Les échanges naturels de CO2, en orange, sont "des flux importants, mais ils se compensent", expliquait Gerhard Krinner. Entre d'autres termes, ils s'équilibrent naturellement. "C'est pour ça que pendant 10 000 ans avant la période industrielle, la concentration de CO2 dans l'atmosphère était stable, proche de 280 ppmv (parties par millions en volume), sans bouger d'un poil ou presque", ajoutait le scientifique.

En regardant ce graphique, "on a l'impression que les émissions naturelles sont beaucoup plus importantes que les émissions humaines", commentait Gerhard Krinner. Le problème, c'est que les émissions anthropiques de CO2 ajoutées à ce cycle le perturbe en rajoutant des gaz à effet de serre.

"Il y a bien sûr une partie du cycle du carbone qui est naturelle", expliquait également Sonia Seneviratne, professeure en sciences climatiques à l’école polytechnique fédérale de Zurich, interrogée par l'AFP en juin 2022.

"Le problème est qu'on a désormais un apport additionnel de CO2 dans l'atmosphère qui vient de la combustion d'anciens déchets végétaux: le pétrole, le gaz ou le charbon étaient à l'origine des plantes qui ont capturé du CO2, sous forme organique, qui est resté stocké sur la planète.

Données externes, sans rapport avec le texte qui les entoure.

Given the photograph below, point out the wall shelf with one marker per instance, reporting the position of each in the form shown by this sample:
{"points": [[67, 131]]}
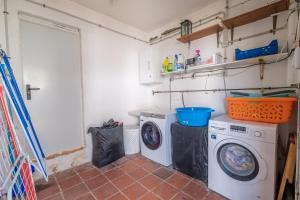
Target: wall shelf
{"points": [[208, 67], [239, 20], [257, 14]]}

Lorsqu'on les brûle, on relâche un apport additionnel de CO2 dans l'atmosphère qui va y rester des centaines à des milliers d'années, et comme c'est un gaz à effet de serre, il induit un déséquilibre dans notre système climatique".

"Au cours des derniers millénaires, nous observons que la nature était en équilibre et le CO2 atmosphérique était stable, jusqu'à ce que les humains commencent à émettre de grandes quantité de CO2 dans l'air", a ajouté John Cook en novembre.

Ce principe est également décrit sur le blog scientifique Skeptical Science: "Le CO2 d'origine humaine dans l'atmosphère a augmenté d'un tiers depuis l'ère préindustrielle, créant un forçage (une modification) artificiel des températures mondiales qui réchauffe la planète. Bien que le CO2 dérivé des combustibles fossiles ne représente qu'une infime partie du cycle mondial du carbone, le CO2 supplémentaire est cumulatif car l'échange naturel de carbone ne peut absorber tout le CO2 supplémentaire".